Midlam-Mohler was a member of the OSU team in FutureTruck, one of the earlier versions of the competition which ran from 1999-2004, and has seen major changes in the AVTC space. The teams in EcoCAR 3 are much more cross-disciplinary, with computer science majors working alongside mechanical engineers and communications majors, and increased partnership between industry and academia has led to more sponsorship and more technical resources for innovation in the competition vehicles.

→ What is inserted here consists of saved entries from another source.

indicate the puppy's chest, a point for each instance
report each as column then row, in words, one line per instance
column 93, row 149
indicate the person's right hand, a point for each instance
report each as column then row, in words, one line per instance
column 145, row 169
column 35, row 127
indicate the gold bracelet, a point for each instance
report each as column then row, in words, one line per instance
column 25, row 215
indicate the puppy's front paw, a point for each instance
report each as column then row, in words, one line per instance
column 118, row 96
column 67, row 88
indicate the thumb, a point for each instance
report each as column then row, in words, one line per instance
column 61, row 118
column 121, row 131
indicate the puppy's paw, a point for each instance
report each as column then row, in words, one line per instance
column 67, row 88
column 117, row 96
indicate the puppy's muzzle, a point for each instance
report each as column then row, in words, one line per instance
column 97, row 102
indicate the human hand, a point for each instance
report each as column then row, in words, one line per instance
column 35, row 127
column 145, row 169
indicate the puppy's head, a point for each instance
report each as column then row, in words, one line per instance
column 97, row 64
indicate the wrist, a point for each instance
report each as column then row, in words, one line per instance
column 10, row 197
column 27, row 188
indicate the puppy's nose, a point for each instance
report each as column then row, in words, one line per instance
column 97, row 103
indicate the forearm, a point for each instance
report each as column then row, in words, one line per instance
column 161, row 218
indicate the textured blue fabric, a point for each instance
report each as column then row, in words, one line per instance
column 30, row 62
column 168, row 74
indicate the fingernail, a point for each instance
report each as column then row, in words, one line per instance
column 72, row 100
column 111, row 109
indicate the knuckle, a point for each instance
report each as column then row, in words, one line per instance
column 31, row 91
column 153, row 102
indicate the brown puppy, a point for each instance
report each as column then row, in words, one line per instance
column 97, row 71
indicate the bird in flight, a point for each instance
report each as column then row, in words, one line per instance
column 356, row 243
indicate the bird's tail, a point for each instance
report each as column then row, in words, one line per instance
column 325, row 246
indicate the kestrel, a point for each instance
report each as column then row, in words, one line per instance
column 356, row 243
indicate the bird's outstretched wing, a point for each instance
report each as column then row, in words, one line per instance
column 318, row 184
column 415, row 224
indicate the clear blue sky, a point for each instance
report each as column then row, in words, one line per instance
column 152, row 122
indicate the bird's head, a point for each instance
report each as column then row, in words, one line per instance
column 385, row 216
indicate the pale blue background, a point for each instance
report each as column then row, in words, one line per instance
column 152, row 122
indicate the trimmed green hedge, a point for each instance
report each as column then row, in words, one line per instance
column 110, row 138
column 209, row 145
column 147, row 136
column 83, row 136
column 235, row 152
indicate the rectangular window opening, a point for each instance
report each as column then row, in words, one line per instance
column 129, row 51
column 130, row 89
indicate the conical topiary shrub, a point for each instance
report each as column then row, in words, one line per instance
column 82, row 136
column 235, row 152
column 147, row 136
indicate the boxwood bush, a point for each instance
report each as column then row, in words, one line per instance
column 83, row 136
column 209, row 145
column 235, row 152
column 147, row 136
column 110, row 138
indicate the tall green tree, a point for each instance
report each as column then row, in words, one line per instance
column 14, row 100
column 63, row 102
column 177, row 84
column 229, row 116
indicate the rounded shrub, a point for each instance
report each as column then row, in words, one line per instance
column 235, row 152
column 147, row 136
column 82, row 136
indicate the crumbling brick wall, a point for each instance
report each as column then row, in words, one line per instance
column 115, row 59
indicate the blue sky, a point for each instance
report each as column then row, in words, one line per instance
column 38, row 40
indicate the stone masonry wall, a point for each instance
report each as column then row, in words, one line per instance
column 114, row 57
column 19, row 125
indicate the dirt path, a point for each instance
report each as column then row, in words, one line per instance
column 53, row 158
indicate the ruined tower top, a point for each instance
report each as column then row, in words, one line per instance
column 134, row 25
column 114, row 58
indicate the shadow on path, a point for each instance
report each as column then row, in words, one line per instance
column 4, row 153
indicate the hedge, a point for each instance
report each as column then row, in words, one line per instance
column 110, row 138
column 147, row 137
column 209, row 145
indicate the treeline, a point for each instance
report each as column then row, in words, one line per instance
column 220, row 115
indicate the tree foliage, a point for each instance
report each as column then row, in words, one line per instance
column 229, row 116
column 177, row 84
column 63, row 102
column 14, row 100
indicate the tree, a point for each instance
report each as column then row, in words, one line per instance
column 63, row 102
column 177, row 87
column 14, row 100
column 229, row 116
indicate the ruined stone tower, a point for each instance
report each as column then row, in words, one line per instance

The role of AVTC sponsorship has also shifted from the simple donation of hardware or software to long-term mentorship programs between companies and AVTC students. In late September, for example, MathWorks will host the Year Three Fall Workshop, inviting teams to Natick, Mass. for a chance to interact directly with competition sponsors, refresh themselves on the competition rules, and have in-depth training on software tools.
For all that the AVTCs have changed over the course of nearly three decades, and all of the different vehicles that have taken a lap around the test track, the goals of the competition have remained the same: foster the next generation of engineers and give them the tools to build the cars of the future.